We have shown that the technique guarantees to return sequences of moves which are in fact proper alignments. The evaluation shows that our approach always retrieves an alignment in a significantly lower, or worst-case equal, time than computing optimal alignments. Furthermore, we show that the potential loss of optimality is limited and stays within acceptable bounds. The approach has been validated with a set of random trees and event logs, resulting in more than \(10^6\) alignments. Furthermore, we show that the potential loss of optimality is limited and stays within acceptable bounds. Additionally we have integrated the approach within the Evolutionary Tree Miner (Buijs 2014). Using the integration together with a real event log, we have shown the applicability of the approach in practice. Moreover the ETM-based experiments confirm that applying alignment repair reduces the complexity of computing alignments significantly.

Future Work The current approach only focuses on the changed sub-tree and not on its surroundings and/or the nature of the root of the changed sub-tree. Depending on the type of operators in the tree, it might be possible to extend or shrink the scope of change, allowing to reduce the loss of optimality. Hence, we plan to more explicitly the process model into account when computing the scope. Moreover, we plan to develop means to predict optimality, allowing us to decide at which point it is necessary to compute an optimal alignment instead of reusing an existing one.

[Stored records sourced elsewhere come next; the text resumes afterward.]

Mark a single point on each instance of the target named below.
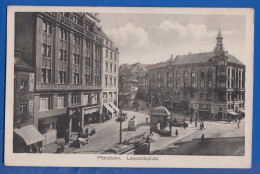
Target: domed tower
(219, 50)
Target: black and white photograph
(129, 85)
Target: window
(193, 84)
(62, 77)
(46, 51)
(61, 101)
(192, 95)
(88, 51)
(75, 99)
(186, 74)
(210, 84)
(201, 96)
(185, 84)
(76, 60)
(111, 84)
(45, 102)
(177, 74)
(202, 84)
(23, 109)
(210, 73)
(209, 96)
(106, 80)
(177, 84)
(24, 83)
(222, 73)
(115, 81)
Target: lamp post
(120, 130)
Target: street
(221, 138)
(109, 136)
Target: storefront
(27, 139)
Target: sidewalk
(166, 141)
(52, 147)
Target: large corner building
(66, 52)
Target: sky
(152, 38)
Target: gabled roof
(202, 57)
(161, 110)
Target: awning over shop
(233, 113)
(242, 111)
(109, 108)
(114, 107)
(29, 134)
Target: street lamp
(120, 130)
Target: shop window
(75, 99)
(61, 101)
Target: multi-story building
(210, 85)
(65, 49)
(110, 77)
(128, 86)
(23, 106)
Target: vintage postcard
(129, 87)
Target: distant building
(24, 75)
(65, 49)
(128, 86)
(110, 77)
(210, 85)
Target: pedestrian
(202, 138)
(176, 132)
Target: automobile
(179, 124)
(132, 124)
(82, 140)
(123, 117)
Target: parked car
(82, 140)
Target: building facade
(66, 51)
(110, 77)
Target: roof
(202, 57)
(161, 110)
(29, 134)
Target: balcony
(65, 87)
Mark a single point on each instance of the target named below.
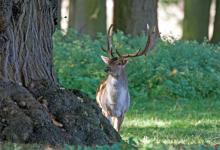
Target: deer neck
(116, 82)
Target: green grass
(175, 90)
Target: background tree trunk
(88, 16)
(132, 16)
(196, 19)
(33, 109)
(216, 32)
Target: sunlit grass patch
(175, 90)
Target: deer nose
(107, 69)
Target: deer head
(115, 64)
(112, 94)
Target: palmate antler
(109, 49)
(150, 42)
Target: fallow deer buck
(112, 95)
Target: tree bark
(26, 41)
(88, 17)
(33, 108)
(132, 16)
(196, 19)
(216, 32)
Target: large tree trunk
(216, 32)
(196, 19)
(33, 109)
(88, 16)
(26, 41)
(132, 16)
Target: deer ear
(105, 59)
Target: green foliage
(174, 90)
(175, 70)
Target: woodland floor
(51, 116)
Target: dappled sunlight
(140, 122)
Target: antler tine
(150, 42)
(109, 41)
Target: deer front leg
(117, 121)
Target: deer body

The speedup obtained by using alignment repair is crucial for certain areas, e.g., stream-based process mining (Burattin et al. 2014, 2015; Hassani et al. 2015; van Zelst et al. 2017, 2018b), where it is necessary to keep the model up to date based on a real-time stream of events. New streams might lead to modifications of the discovered process model [concept drift (Ostovar et al. 2016)], resulting in new process models which are not so different from the previous model. This typically happens for gradual and incremental concept drifts that are related to changes in the structure of the process model. Reusing the previous alignments potentially allows us to update conformance checking statistics in significantly less time compared to recomputing all the optimal alignments. Therefore, we plan to assess challenges and the effectiveness of the presented technique in stream-based process mining.